Адриан кивнул, и, набрав в грудь побольше воздуха, принялся рассказывать дальше:

— Когда я приехал, то несказанно удивился: в доме было так тихо! Никого из слуг, вообще никого! Только собака лаяла на улице. Я поднялся наверх, подумав, что Юлия Николаевна, быть может, у себя. Не осуждайте, я знаю, я не имел права, но не было дворецкого, чтобы позвать её, а дело моё было слишком срочным! А потом я увидел, что двери в комнату нет. Просто нет! Её сорвали с петель, она валялась чуть дальше, возле шкафа. Кругом была кровь. А под окном, среди осколков стекла из разбитой вазы, среди рассыпанных цветов лежала Юлия Николаевна… И это не было самоубийством, ваше благородие! Её убили. Выстрелили прямо в сердце! Я тотчас же бросился к ней, надеясь, что она ещё жива, и я, быть может, смогу помочь ей… Но опоздал. Её белое платье всё было в крови. — Он перевёл дух. — Две раны. Одна в плечо, несерьёзная. Другая в грудь. Маленькое такое отверстие, а сколько крови! Господи, какие холодные у неё были руки!

Дальше, сам от себя не ожидая, Адриан перешёл на румынский, которого Мишель не понимал, но без труда догадался, что Кройтор озвучивал свои сожаления, воспоминания и страхи. Он молча слушал, чувствуя, как замедляется сердцебиение, как противный, замогильный холод охватывает его, как немеют пальцы… Мама-мамочка, как же так?
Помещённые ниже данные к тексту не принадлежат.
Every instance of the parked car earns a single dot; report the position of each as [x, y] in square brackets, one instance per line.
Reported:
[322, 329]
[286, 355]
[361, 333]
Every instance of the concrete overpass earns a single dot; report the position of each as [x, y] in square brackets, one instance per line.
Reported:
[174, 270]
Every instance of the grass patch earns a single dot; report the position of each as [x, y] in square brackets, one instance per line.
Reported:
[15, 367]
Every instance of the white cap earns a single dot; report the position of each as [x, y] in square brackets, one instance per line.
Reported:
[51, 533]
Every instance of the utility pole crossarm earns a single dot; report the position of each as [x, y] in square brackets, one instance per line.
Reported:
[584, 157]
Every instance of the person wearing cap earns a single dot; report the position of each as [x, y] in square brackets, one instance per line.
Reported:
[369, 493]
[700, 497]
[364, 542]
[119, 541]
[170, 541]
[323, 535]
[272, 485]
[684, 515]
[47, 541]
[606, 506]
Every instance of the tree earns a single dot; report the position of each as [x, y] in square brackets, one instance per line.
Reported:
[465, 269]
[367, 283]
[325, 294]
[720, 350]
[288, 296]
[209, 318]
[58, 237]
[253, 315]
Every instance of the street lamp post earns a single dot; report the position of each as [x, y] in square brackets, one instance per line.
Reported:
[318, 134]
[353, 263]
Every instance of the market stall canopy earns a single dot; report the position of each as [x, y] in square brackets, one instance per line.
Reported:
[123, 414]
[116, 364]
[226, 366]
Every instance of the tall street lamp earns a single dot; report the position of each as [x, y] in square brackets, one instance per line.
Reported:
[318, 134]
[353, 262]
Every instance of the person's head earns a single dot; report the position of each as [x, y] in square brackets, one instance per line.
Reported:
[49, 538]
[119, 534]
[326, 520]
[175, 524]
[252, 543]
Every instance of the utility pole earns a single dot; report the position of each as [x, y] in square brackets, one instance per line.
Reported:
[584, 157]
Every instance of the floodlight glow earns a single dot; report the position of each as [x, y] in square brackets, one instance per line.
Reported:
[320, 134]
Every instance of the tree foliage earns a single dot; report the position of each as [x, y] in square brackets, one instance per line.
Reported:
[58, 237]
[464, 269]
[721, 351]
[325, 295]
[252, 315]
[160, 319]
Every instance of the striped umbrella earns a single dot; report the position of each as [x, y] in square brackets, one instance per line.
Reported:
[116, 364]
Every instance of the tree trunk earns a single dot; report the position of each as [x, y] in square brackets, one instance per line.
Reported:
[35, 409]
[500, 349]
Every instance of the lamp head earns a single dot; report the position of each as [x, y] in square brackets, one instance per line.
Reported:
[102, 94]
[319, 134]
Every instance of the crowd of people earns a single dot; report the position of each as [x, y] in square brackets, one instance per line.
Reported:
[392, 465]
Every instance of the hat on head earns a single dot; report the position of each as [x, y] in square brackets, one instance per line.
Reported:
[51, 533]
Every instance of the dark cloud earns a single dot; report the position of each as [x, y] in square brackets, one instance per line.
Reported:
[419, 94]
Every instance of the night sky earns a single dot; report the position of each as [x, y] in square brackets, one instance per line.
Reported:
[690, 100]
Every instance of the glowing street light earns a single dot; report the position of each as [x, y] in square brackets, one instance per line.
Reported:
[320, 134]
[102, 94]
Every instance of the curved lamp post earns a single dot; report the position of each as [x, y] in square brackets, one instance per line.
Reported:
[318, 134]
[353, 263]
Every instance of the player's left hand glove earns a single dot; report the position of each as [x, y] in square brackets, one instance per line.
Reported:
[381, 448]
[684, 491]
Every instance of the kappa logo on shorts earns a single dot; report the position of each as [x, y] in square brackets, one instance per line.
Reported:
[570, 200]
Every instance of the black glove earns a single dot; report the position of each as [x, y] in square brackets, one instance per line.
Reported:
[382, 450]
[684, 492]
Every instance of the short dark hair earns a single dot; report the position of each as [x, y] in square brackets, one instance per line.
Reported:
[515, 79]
«Я не имел права тебя бросать», с тоской подумал Мишель, и, сжав руку в кулак, в сердцах ударил по стене. Адриан от этого звука тотчас же опомнился, спохватился, и замолчал. И сказал по-русски:

— Извините.

— Ты здесь не при чём. — Коротко ответил Мишель. — Что было дальше?

— Я вызвал полицию. Не сразу. Я долго не мог прийти в себя.

— Там разве есть полиция?

— В городе, да. Шефствует там угадаете кто?

— Представления не имею. — Искренне признался Мишель, который и в загородной усадьбе матери был нечастым гостем, а уж в городке через реку и подавно.

— Леонид Иннокентьевич Воробьёв, гроза местных преступников! — С усмешкой произнёс Адриан, и решил не продолжать, с удовольствием наблюдая за реакцией молодого князя. Парень сообразительный, догадается, подумал Адриан. Если, конечно, вообще поверит в его ужасающий рассказ.

Поверил.

— Аххх! Ну, разумеется! Один брат пишет фальшивое заключение о смерти, другой брат прикрывает его, заверяя всех и вся, что никакого убийства не было, а за спиной у них стоит мой отец и выписывает им чеки.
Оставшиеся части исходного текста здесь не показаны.